I held a VCP for a few years back around 2007/2008. However, these lapsed.  I had better things to do when travelling through Europe, US, Australia and New Zealand then think about certifications! When I came back the role I took up was Azure focused hence validating those skills first.

vSphere Foundations Exam Preparation

As with any of the VMware exams they tell you right in the blueprint what to expect. So read it and don’t be surprised.  This isn’t a short exam and every topic listed in the blueprint will be covered, no exceptions.

From the VMware docs website You can download PDFs  that cover each of the areas in the exam. If you own a Kindle (or I’m sure similar devices) you can email those PDFs to the device and hey presto, you’ve got the perfect set of night time and commuting reading.  Whilst that might sound pretty horrendous as a read, they are not the worst written set of documents by any imagination, the TOGAF manual wins that hands down!.

I’m lucky enough to have a subscription to Pluralsight and I found that David Davis has a very good course to follow if you are coming into vSphere fresh, or even if you are looking to refresh a few knowledge areas.

Of course there is the VMware provided practice exam also, available from the blueprint site.

vSphere Foundations Exam – what to expect

It is delivered by Pearson View as an online non-proctored exam.  The exam is delivered via your browser of choice not the PVProctor application you might be used to with the Microsoft online proctored exams.

You’ll be given 90 minutes to complete the questions.  This might seem like a long time, it is not.  Having completed the exam I only had 10 minutes left to check through my answers before submitting.  Given the technical nature of the questions and exhibits, you will want to check through your answers!

The exam is technical in nature as you would expect, questions go into a level of detail you might not expect from another online exam.

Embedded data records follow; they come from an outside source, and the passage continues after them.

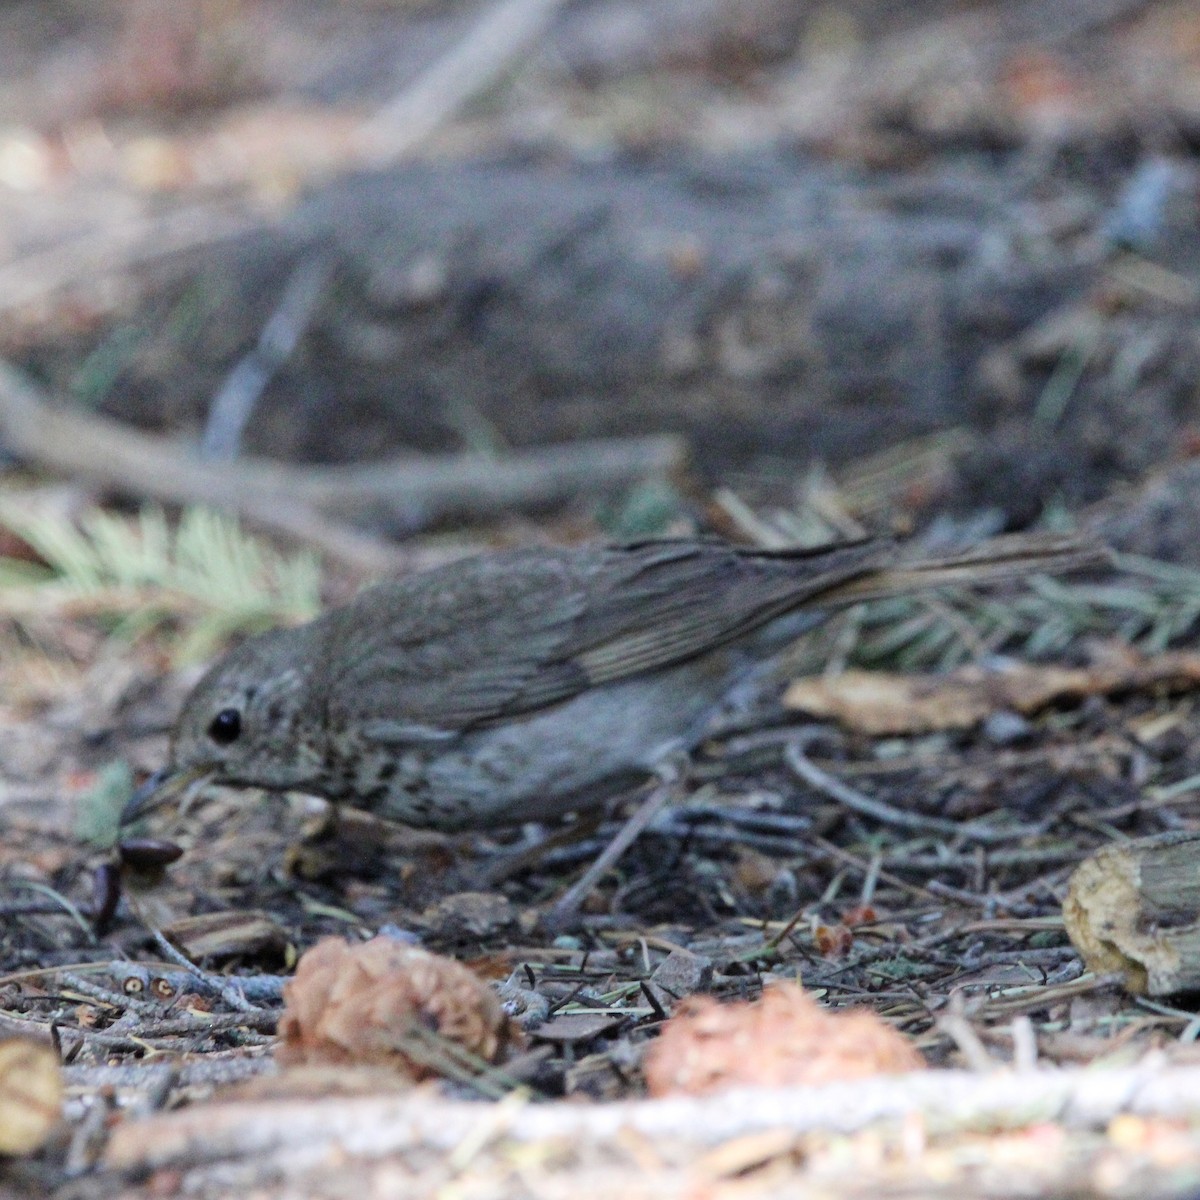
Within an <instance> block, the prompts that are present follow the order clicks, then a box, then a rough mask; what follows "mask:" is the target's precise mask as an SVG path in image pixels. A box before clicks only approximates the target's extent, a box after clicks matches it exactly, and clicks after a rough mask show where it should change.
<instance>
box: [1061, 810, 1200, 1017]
mask: <svg viewBox="0 0 1200 1200" xmlns="http://www.w3.org/2000/svg"><path fill="white" fill-rule="evenodd" d="M1062 911H1063V919H1064V922H1066V925H1067V932H1068V934H1069V935H1070V940H1072V942H1073V943H1074V946H1075V948H1076V949H1078V950H1079V953H1080V954H1081V955H1082V958H1084V961H1085V962H1086V964H1087V966H1088V968H1090V970H1092V971H1096V972H1097V973H1108V972H1118V973H1120V974H1122V976H1123V977H1124V986H1126V989H1127V990H1128V991H1132V992H1135V994H1139V995H1148V996H1169V995H1172V994H1175V992H1181V991H1198V990H1200V833H1190V832H1178V833H1175V832H1172V833H1168V834H1162V835H1159V836H1154V838H1139V839H1138V840H1135V841H1129V842H1124V844H1122V845H1114V846H1105V847H1104V848H1103V850H1099V851H1097V852H1096V853H1094V854H1092V857H1091V858H1088V859H1086V860H1085V862H1084V863H1082V864H1081V865H1080V866H1079V868H1078V869H1076V871H1075V874H1074V875H1073V876H1072V878H1070V888H1069V890H1068V893H1067V899H1066V900H1064V901H1063V906H1062Z"/></svg>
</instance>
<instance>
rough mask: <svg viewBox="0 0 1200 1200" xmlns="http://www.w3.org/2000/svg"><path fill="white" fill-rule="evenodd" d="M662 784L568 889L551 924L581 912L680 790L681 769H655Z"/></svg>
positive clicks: (618, 832) (673, 768) (557, 906)
mask: <svg viewBox="0 0 1200 1200" xmlns="http://www.w3.org/2000/svg"><path fill="white" fill-rule="evenodd" d="M658 775H659V779H660V780H661V782H660V784H659V786H658V787H655V788H654V791H653V792H650V794H649V796H648V797H647V798H646V799H644V800H642V803H641V804H640V805H638V806H637V810H636V811H635V812H634V815H632V816H631V817H630V818H629V820H628V821H626V822H625V823H624V824H623V826H622V827H620V829H618V830H617V836H616V838H613V839H612V841H610V842H608V845H607V846H605V848H604V851H601V853H600V854H599V857H598V858H596V860H595V862H594V863H593V864H592V865H590V866H589V868H588V869H587V870H586V871H584V872H583V875H582V876H581V877H580V878H578V880H577V881H576V882H575V883H574V884H572V886H571V887H569V888H568V889H566V890H565V892H564V893H563V895H562V896H560V898H559V900H558V902H557V904H556V905H554V907H553V908H552V910H551V912H550V920H551V924H552V925H553V924H556V923H562V924H565V923H566V922H569V920H570V919H571V918H572V917H575V914H576V913H577V912H578V911H580V905H582V904H583V901H584V900H586V899H587V898H588V896H589V895H590V894H592V889H593V888H594V887H595V886H596V883H599V882H600V880H602V878H604V876H605V872H606V871H608V870H610V869H611V868H612V865H613V864H614V863H616V862H617V860H618V859H619V858H620V857H622V854H624V853H625V851H626V850H629V847H630V846H632V845H634V842H635V841H636V840H637V838H638V835H640V834H641V833H642V830H643V829H644V828H646V827H647V826H648V824H649V823H650V822H652V821H653V820H654V818H655V817H656V816H658V815H659V812H661V811H662V809H664V808H665V806H666V804H667V803H668V802H670V800H671V799H672V797H673V796H674V794H676V793H677V791H678V788H679V779H680V776H682V772H680V769H679V768H678V767H677V766H674V764H673V763H661V764H660V766H659V768H658Z"/></svg>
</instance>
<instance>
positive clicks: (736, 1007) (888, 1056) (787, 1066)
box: [646, 983, 925, 1096]
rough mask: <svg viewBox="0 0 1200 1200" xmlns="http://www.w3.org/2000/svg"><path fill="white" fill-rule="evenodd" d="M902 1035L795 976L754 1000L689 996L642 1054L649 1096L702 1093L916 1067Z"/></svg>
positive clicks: (872, 1013) (703, 1094) (779, 984)
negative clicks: (834, 1012) (850, 1007)
mask: <svg viewBox="0 0 1200 1200" xmlns="http://www.w3.org/2000/svg"><path fill="white" fill-rule="evenodd" d="M924 1066H925V1063H924V1060H923V1058H922V1057H920V1055H919V1054H918V1052H917V1051H916V1050H914V1049H913V1048H912V1045H911V1044H910V1043H908V1042H907V1040H906V1039H905V1037H904V1036H902V1034H900V1033H898V1032H896V1031H895V1030H893V1028H892V1027H890V1026H888V1025H884V1024H883V1021H881V1020H880V1019H878V1018H877V1016H876V1015H875V1014H874V1013H871V1012H869V1010H866V1009H853V1010H851V1012H842V1013H832V1012H829V1010H827V1009H823V1008H821V1006H820V1004H817V1003H816V1001H814V1000H812V998H811V997H809V996H808V995H806V994H805V991H804V989H803V988H799V986H798V985H796V984H790V983H781V984H773V985H769V986H767V988H766V989H763V994H762V998H761V1000H758V1001H754V1002H745V1003H737V1004H721V1003H719V1002H718V1001H715V1000H713V998H710V997H707V996H701V997H694V998H691V1000H689V1001H686V1002H685V1003H684V1004H682V1006H680V1008H679V1012H678V1013H676V1015H674V1016H672V1018H671V1019H670V1020H668V1021H667V1022H666V1025H664V1026H662V1033H661V1034H660V1036H659V1039H658V1042H655V1043H654V1045H652V1046H650V1049H649V1051H648V1052H647V1056H646V1085H647V1087H648V1088H649V1092H650V1094H652V1096H668V1094H671V1093H676V1092H685V1093H688V1094H692V1096H704V1094H707V1093H709V1092H716V1091H722V1090H725V1088H730V1087H786V1086H794V1085H814V1084H830V1082H833V1081H835V1080H841V1079H862V1078H863V1076H865V1075H880V1074H899V1073H901V1072H907V1070H920V1069H923V1068H924Z"/></svg>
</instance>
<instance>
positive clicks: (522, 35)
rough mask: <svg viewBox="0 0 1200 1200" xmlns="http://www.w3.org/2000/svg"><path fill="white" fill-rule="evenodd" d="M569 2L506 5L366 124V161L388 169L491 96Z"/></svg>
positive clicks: (503, 2)
mask: <svg viewBox="0 0 1200 1200" xmlns="http://www.w3.org/2000/svg"><path fill="white" fill-rule="evenodd" d="M564 2H565V0H502V2H499V4H496V5H493V6H492V8H490V10H488V11H487V12H485V13H484V16H482V18H481V19H480V20H479V22H478V23H476V24H475V25H474V28H473V29H472V30H470V32H469V34H468V35H467V36H466V37H464V38H463V40H462V41H461V42H458V44H457V46H455V47H454V49H451V50H450V53H449V54H445V55H444V56H443V58H442V59H439V60H438V61H437V62H434V64H433V66H431V67H430V68H428V70H427V71H426V72H425V73H424V74H421V76H420V77H419V78H418V79H416V80H415V82H414V83H412V84H410V85H409V86H407V88H406V89H404V90H403V91H402V92H401V94H400V95H398V96H396V97H395V98H394V100H391V101H389V102H388V103H386V104H384V106H383V108H380V109H379V112H377V113H376V115H374V116H373V118H371V120H368V121H367V122H366V124H364V125H362V127H361V128H360V131H359V136H360V138H361V139H362V150H364V156H365V158H366V161H367V162H370V163H371V164H372V166H377V167H379V166H384V164H385V163H389V162H395V161H396V160H397V158H402V157H404V156H406V155H407V154H410V152H412V151H413V150H414V149H416V146H419V145H420V144H421V143H422V142H425V140H426V139H427V138H428V137H430V136H431V134H432V133H433V132H434V131H436V130H438V128H439V127H440V126H443V125H444V124H445V122H446V121H449V120H450V119H451V118H452V116H455V115H456V114H457V113H458V112H460V110H461V109H462V108H463V107H464V106H466V104H467V103H469V102H470V101H472V100H474V97H475V96H479V95H480V94H481V92H485V91H487V89H488V88H491V86H492V85H493V84H494V83H497V80H499V79H500V77H502V76H503V74H504V72H505V71H508V70H509V68H510V67H511V66H512V64H514V62H515V61H516V59H517V58H518V56H520V55H521V54H522V53H523V52H524V50H526V49H527V48H528V47H529V46H530V44H532V43H533V42H535V41H536V40H538V38H539V37H540V36H541V34H542V32H544V31H545V30H546V28H547V26H548V25H550V23H551V22H552V20H553V19H554V17H556V16H557V14H558V11H559V8H562V7H563V4H564Z"/></svg>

So to address the elephant in the room and the non proctored element of the exam. No, You are not being watched, so you could consider this to be open book and refer to reference material. I couldn’t see anywhere where that is expressly forbidden (I’m happy to be corrected).  However, there is defiantly time pressure even if you know the material, I’m not sure that it would be feasible to pass by trying to refer to an open book with the time that is allocated.  If you don’t know the material then I suspect you will be in trouble regardless of any reference materials!

Wrap up

Having sat the Azure and TOGAF examinations quite recently, I can tell you that I was a little surprised by how challenging this exam was.  I wasn’t expecting to breeze through it, but I thought that with a good grasp of the content I wouldn’t hit too many head scratching moments.  I certainly found myself to be unsure at times and I was delighted to find out that I had passed.  Then again the tough nature of the exam makes sense, this does form part of your VCP after-all!

I think in my head I’d made the mistake and grouped this as a VCA equivalent, it is not. I would strongly recommend that you prepare for this exam as diligently as you would for a VCP.

Anyway, I’m very happy to have passed and can now start making plans for taking a VCP.